10 Benefits of investing in mutual funds
Mutual funds have been successful in sensitizing the public about the benefits of investing in stocks and bonds. There was a time when most of the investors were satisfied with fixed deposits and recurring deposits in banks and post offices. But now, they have a viable alternative in the form of mutual funds. There are several benefits of investing in mutual funds. We have discussed some of them here in this post.

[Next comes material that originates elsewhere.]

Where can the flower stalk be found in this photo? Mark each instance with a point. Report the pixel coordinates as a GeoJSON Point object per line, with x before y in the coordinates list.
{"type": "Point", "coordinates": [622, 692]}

Managed by experienced professionals
The AMCs hire the best fund managers for managing mutual fund schemes. These professionals have the required qualification and previous experience of the funds market. Thus, your corpus is generally safe in the hands of a revered fund manager. The professionals will analyze carefully before creating and managing a portfolio that can generate maximum returns.
Start as low as Rs 500
While dealing with mutual funds, you don’t need a large corpus. You can start from as low as Rs 500. Gradually, you can increase the amount as per your discretion. Thus, mutual funds are favorable for every investor, including students and housewives. Ample of mutual funds offer investment options at variable prices. You can compare mutual funds to identify the best one for yourself.
Online Management
You don’t need to step out of your home to manage your investments. From the comfort of your home, you can evaluate different mutual fund schemes, create a portfolio, complete KYC compliance, and start investing immediately. Further, you will receive timely updates regarding your investments.
Secure & Regulated Investments
There have been cases in the past wherein investors have been robbed of their money. But now, due to stringent norms, your money is completely safe. Securities and Exchange Board of India (SEBI) is the chief regulator who ensures AMCs comply with the norms and conditions. KYC procedure has also strengthened the security factor.
Diversified Investment Options
In a collective manner, mutual funds comprise of stocks, bonds, and money market instruments. Now, mutual fund schemes invest money in different proportions. Some might be heavily biased towards stocks (equity funds), some towards bonds (debt funds), and most of them offer a mixture of everything. Thus, mutual funds ensure a definite exposure to all investment options.
Tax Savings
For those who are biased towards tax savings, they can consider equity-linked saving schemes (ELSS). Investment up to Rs 1.5 lakh per annum is exempted from income tax under Section 80C of the Income Tax Act. But yes, there is a minimum lock-in period of three years.
Flexible Time Limits
Mutual funds are a perfect investment option for those who have definite plans in their life. If you are 25 years of age, you can plan mutual fund investments to fund your car and house. If you think about the long term, you can start investing to secure funds for your child’s education and marriage.
Varying Risk Profile
Depending on the capability of an investor to take risks, mutual funds offer variable schemes depicting varying risk profile. For example, debt funds and liquid funds have the lowest risk. Thus, your corpus will be safe against market fluctuations. But the returns will be comparatively lower. The equity-oriented bonds carry high risks but the returns are also equally rewarding.
SIPs and Lump Sum Investment
For the salaried class, systematic investment plans (SIPs) are the most feasible option. You can choose to invest a particular amount per month. If you have a large corpus, you can simply invest it in a single go via lump sum investment. Both are feasible but yes, SIPs ensure higher gains in the long term.
Dividends and Growth Plans
When you invest in mutual funds, you can either opt for dividend plan wherein you will receive profits at periodic intervals or you can opt for growth plan wherein your profits will be reinvested along with the capital. Mutual funds give you both the options, thus, making them a preferable investment medium.